# dodge



## Sea2aeS (Jan 7, 2005)

So I jumped over to the darkside & got rid of my dakota for a ranger. Kinda bad when you wonder when something else is gonna go on it. Was my first, & last dodge


----------



## surfchunker (Apr 10, 2006)

*Ranger*

Ranger ... if it fits your style you'll love it ... I've had 4 in a row so far ... 3rd one I sold at 225,000 miles and just started to use a little oil between oil changes ... Guy I sold it to still drives it everyday ....


----------



## chris storrs (Aug 25, 2005)

real men drive chevy brent...
dont worry, if ya get stuck me n jesse will pull ya out

what happened with the dakota?...seemed like it ran fine whenever we saw it, even tho it was a dodge


----------



## Kwesi W. (Apr 14, 2006)

*Correction*

Real men Drive Dodge!!!!

Men with Hug Brass Ballz drive dodge's with Hemi's!!!!


----------



## TreednNC (Jul 1, 2005)

Only men not confident in their man hood drive fullsize Fords, Chevys, or Dodges...stupid ones drive small or midsize in the same makes....smart men drive Toyotas, and its just as American made as the "american" companies. I'll be drivin my tacoma loooooooooooooooong after the 'american made' models give out. Thats for sure. This is coming from a guy that used to be die hard ford fool. Our family used to have nothing but fords, but it cost the h3ll out of us in repairs. Switched to Toyotas 5 or 6 years ago and dad had to have an O2 sensor (which toyota paid for and it wasnt even broke) replaced bc of a recall, and I had to have a new starter after I jumped my tacoma off right after i got it. It's all an ego thing. If you pull a big trailer, fine....but nothing cracks me up more than a guy driving a big F-250/350 Power Stroke or 2500-3500 Duramax or Cummins (although I love the bumper stickers that say "I'd rather be Cummin than Strokin" that never pulls a big trailer. Makes me think that at one point in their life, a girl laughed at em when they dropped their drawers  ......i know i know...it's all about choice....but it dont mean u made the right one


----------



## Kwesi W. (Apr 14, 2006)

That's a very common view point. Alot of people feel as if the Toyota, etc are better made. Maybe they are, but it doesn't always seem to be true. I like the new Tundra, and the Tacoma a lot. They are cool if that's what you want. You guys talk about how guys like us have some issues with our manhood bc we drive big V8's which is total BS. The asian auto makers are making their truck as big and beefier than there american counterparts. So maybe it's not just the BIG Three.... More than anything it's an American thing... The bigger the better.. Which is also not totally true.. I personally like the larger engines, and when i need to pass a 18 wheeler I don't want to wait for my inline 6 to muster up enough speed to do it. Also if you look at TRUE MPG's you will see there is not much difference between the mid sized trucks and the full sized..


----------



## TreednNC (Jul 1, 2005)

lol...hook line and sinker .....the last part is oh so true. The big difference is 4wd vs 2wd. Not V8 vs V6. Dads V8 2wd gets better mileage than my V6 4wd. As far as power in a V8....your right. The asains are trying. The tundra's will flat out smoke anything in their class. If you need a larger truck than a 150/1500/tundra...Ford has the Power Strokes dialed in although I like the looks of the Dura Max's better


----------



## Kwesi W. (Apr 14, 2006)

The tundra's are AWESOME!!! Let's see how the BIG three answer back..


----------



## TreednNC (Jul 1, 2005)

I dont care for the new looks of them though. I loved the 06....07 and 08s nah.


----------



## okimavich (Nov 13, 2006)

Dodge: What you do when someone tries to sell you one. 

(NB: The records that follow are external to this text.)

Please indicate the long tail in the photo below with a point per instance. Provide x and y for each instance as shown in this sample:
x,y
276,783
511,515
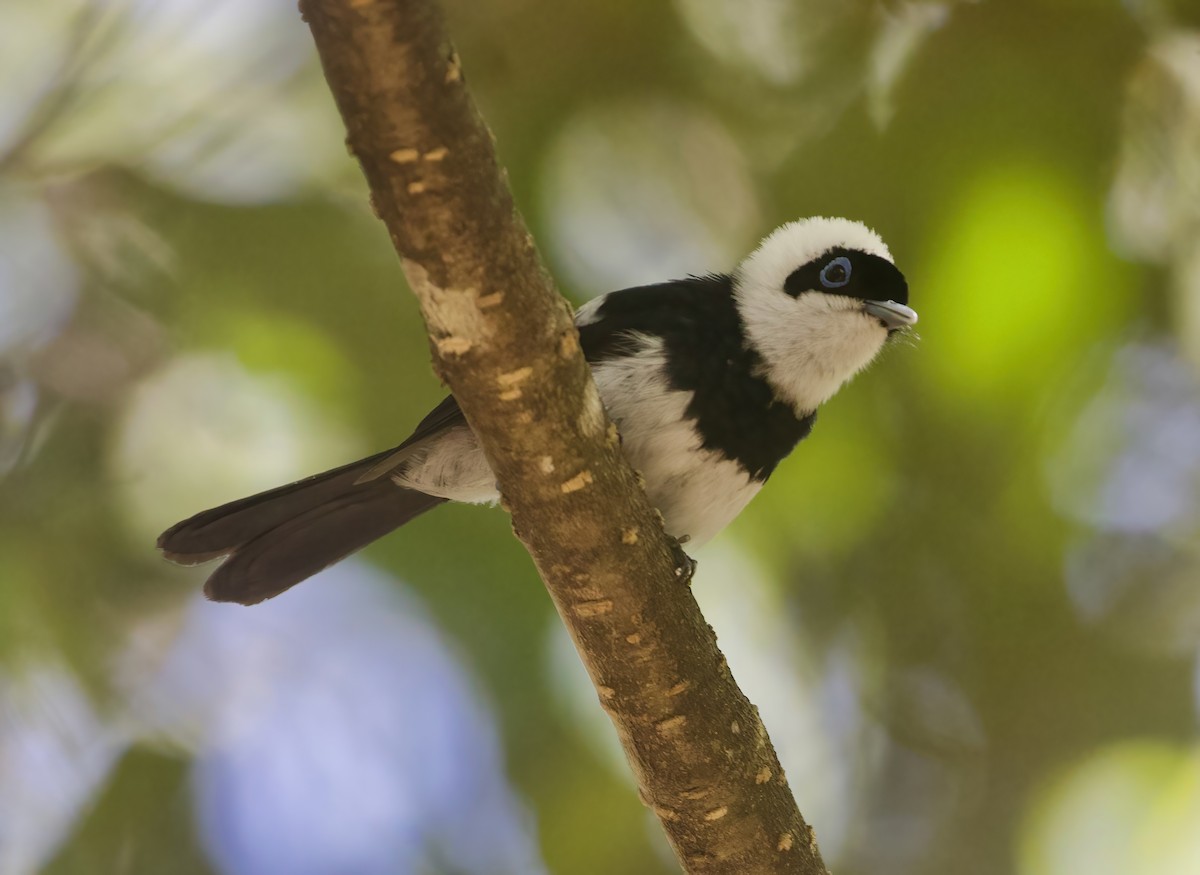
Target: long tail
x,y
281,537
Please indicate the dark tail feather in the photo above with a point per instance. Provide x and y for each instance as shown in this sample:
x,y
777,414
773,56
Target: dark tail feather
x,y
279,538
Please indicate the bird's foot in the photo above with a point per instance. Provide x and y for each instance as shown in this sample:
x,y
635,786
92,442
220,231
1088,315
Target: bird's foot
x,y
685,565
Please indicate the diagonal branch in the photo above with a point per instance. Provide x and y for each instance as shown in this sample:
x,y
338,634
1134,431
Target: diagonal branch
x,y
504,342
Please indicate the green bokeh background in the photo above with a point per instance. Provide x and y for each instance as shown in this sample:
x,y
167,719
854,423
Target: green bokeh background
x,y
922,515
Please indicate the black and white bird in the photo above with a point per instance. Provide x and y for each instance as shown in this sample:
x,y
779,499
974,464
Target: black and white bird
x,y
712,381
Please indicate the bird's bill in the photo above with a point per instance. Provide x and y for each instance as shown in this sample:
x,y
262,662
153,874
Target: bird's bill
x,y
891,313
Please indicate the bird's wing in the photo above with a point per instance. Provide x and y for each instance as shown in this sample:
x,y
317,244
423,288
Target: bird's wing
x,y
610,325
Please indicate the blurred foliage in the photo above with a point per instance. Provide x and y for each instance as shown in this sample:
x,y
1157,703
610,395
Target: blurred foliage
x,y
969,606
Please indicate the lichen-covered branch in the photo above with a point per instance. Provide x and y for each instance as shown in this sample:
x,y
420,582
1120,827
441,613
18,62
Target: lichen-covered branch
x,y
504,342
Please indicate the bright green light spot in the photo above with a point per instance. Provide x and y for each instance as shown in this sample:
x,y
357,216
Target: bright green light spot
x,y
1131,808
1019,283
275,342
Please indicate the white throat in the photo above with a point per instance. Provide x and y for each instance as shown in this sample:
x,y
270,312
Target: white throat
x,y
814,342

I knew someone who had one. Went through three cats and mufflers, had the death wobble, sipped oil like it was champagne on New Year's Eve, door was literally falling at it's hinges and the plastic interior came flying at you. Of course this was the day after the warranty expired. 

BTW, isn't the Duramax an Isuzu design?


----------



## Hannibal (Aug 10, 2007)

I am a proud Dodge owner (1500 quad cab 4x4 with the Hemi motor of course). Was the first truck I've ever owned and at this point, will likely buy another.

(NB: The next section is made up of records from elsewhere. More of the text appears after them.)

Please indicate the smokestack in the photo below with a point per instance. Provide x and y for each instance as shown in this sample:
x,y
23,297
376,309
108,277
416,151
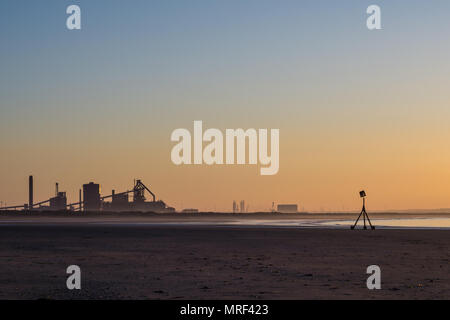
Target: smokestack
x,y
79,195
30,192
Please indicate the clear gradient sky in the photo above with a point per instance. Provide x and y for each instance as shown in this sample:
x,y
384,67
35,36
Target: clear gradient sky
x,y
356,109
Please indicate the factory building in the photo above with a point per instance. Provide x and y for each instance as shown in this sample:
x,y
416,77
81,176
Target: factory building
x,y
287,208
91,197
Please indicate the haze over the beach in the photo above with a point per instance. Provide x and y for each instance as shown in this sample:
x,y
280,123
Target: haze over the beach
x,y
356,109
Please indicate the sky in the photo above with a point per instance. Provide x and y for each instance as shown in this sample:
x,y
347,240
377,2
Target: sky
x,y
356,109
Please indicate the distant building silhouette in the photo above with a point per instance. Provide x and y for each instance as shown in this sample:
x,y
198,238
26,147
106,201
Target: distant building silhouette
x,y
287,208
91,197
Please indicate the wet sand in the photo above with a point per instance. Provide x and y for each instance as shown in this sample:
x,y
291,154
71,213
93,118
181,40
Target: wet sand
x,y
213,262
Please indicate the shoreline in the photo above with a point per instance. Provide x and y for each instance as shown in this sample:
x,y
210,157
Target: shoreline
x,y
191,262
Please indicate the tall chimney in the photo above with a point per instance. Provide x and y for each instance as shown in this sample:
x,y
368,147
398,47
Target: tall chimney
x,y
81,205
30,192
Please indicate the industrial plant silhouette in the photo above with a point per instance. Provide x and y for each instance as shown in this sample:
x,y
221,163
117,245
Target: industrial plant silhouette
x,y
92,201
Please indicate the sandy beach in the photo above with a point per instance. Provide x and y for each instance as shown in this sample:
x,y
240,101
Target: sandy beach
x,y
145,261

So far, I have 84K miles on her and the ONLY problem has been replacing an EGR valve solenoid (~ $80 parts/labor).

The newer models (04 and newer) have had very few problems. I believe when compared to the other 2 big names (Chevy/Ford), they actually have less problems. In my own personal test (I work in the construction industry) - the new F-150's have seen alot problems (window motors mostly).

For not being a "heavy" version, she can still haul a bunch, does GREAT in the snow and on the beach and can outrun every other similarly equipped truck in its class (based again, on my own personal test 15.4 sec at 88 mph in full "work mode").

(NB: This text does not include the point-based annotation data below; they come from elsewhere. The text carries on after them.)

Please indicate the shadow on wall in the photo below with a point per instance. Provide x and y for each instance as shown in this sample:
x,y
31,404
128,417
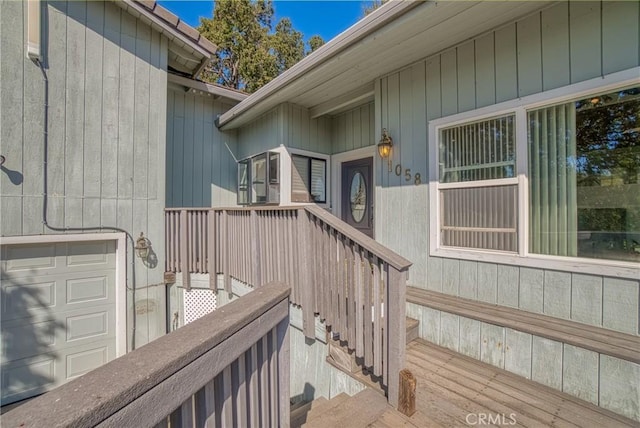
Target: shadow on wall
x,y
15,177
308,394
29,329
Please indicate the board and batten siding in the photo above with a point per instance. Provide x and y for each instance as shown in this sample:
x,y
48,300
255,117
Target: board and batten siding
x,y
288,125
107,112
353,129
201,169
567,43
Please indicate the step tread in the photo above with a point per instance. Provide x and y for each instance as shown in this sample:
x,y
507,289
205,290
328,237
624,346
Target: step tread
x,y
300,414
360,410
327,405
391,418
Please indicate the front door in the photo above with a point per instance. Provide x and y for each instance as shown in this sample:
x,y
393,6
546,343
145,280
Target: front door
x,y
357,194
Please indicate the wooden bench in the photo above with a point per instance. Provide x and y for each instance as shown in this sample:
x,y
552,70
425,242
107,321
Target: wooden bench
x,y
597,339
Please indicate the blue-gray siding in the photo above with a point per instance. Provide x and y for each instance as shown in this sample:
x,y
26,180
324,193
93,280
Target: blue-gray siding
x,y
353,129
107,112
287,125
201,170
561,45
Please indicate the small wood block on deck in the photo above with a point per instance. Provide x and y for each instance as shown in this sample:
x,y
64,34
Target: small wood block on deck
x,y
455,390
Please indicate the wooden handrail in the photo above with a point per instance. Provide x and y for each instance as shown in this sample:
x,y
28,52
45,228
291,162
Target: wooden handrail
x,y
185,376
371,245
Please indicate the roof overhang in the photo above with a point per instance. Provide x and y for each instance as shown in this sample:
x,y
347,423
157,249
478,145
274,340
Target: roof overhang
x,y
217,91
189,51
392,37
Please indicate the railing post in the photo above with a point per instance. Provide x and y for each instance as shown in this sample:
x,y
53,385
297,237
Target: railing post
x,y
211,250
396,331
255,250
225,251
305,276
184,256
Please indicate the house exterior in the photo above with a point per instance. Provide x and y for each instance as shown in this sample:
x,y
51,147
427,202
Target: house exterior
x,y
501,115
85,154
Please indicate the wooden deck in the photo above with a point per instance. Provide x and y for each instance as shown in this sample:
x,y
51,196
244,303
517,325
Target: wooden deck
x,y
457,391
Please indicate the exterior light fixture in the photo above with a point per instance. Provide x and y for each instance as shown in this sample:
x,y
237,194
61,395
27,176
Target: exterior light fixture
x,y
142,247
385,147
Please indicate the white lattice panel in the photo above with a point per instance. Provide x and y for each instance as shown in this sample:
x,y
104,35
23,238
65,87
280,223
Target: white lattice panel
x,y
198,302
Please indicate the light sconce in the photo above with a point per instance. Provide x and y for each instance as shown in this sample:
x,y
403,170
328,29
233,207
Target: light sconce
x,y
142,247
385,147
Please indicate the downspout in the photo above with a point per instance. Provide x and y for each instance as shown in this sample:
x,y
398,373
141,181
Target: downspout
x,y
45,199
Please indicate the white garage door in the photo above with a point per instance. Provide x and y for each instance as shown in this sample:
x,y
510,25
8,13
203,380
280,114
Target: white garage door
x,y
58,314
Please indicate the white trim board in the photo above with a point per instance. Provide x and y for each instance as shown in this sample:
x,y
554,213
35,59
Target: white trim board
x,y
121,270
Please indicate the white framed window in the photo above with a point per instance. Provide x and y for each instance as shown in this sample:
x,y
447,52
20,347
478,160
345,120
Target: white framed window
x,y
550,177
308,179
259,179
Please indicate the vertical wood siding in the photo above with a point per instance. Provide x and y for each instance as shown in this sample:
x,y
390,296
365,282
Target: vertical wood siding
x,y
353,129
107,112
201,170
288,125
561,45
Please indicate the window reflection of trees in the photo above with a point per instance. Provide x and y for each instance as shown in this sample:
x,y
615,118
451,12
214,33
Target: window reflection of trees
x,y
358,197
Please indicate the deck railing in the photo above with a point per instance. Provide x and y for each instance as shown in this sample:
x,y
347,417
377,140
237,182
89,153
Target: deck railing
x,y
356,285
229,368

And no - I don't own any "truck nuts".


----------



## AL_N_VB (Apr 3, 2002)

I will laugh in my review window when my Titan passes ya when yer stuck...J/K.....


Do miss driving dem Fords....but Nissan ain't done me wrong yet...BTW....with the gas prices...we full size truck owners get a nice kickin the nutz when we get to fuel up.


----------



## TreednNC (Jul 1, 2005)

Nserch4Drum said:


> with the gas prices...we full size truck owners get a nice kickin the nutz when we get to fuel up.


as YOU should


----------



## Mark G (Nov 15, 2004)

Nserch4Drum said:


> I will laugh in my review window when my Titan passes ya when yer stuck...J/K.....
> 
> 
> Do miss driving dem Fords....but Nissan ain't done me wrong yet...BTW....with the gas prices...*we full size truck owners get a nice kickin the nutz when we get to fuel up.*




Just seems that way cause of the larger gas tank.

I was tired of the "mid-sized" ride and went with the full size Dodge quad cab- yeah with hemi.

I save money by commuting to work in a smaller car, save my truck miles for the beach, and weekend riding. 

Doubtful that i would go back to a smaller truck in the future- tho I don't need gas prices going up anymore than the next fella.

Considering the amount of time we run around with half the air out of our tires, gas mileage isn't my biggest concern. Meaning not too many beach vehicles can claim great mileage riding on low tire pressure in soft sand/ while in 4wd.


----------



## chris storrs (Aug 25, 2005)

dang look what i started...i dont even drive a real chevy...was just joking around...but if i could have anything itd still be a jeep with chevy internals, just built up a whole lot more

and duramax is an isuzu or some other funny name design, not a gm engine


----------



## Jesse Lockowitz (Feb 13, 2006)

kmw21230 said:


> Real men Drive Dodge!!!!
> 
> Men with Hug Brass Ballz drive dodge's with Hemi's!!!!


a wise golfer once said...ehem...


"The Balls dont go in the hole son"


----------



## Kwesi W. (Apr 14, 2006)

that's cute..



Jesse Lockowitz said:


> a wise golfer once said...ehem...
> 
> 
> "The Balls dont go in the hole son"


----------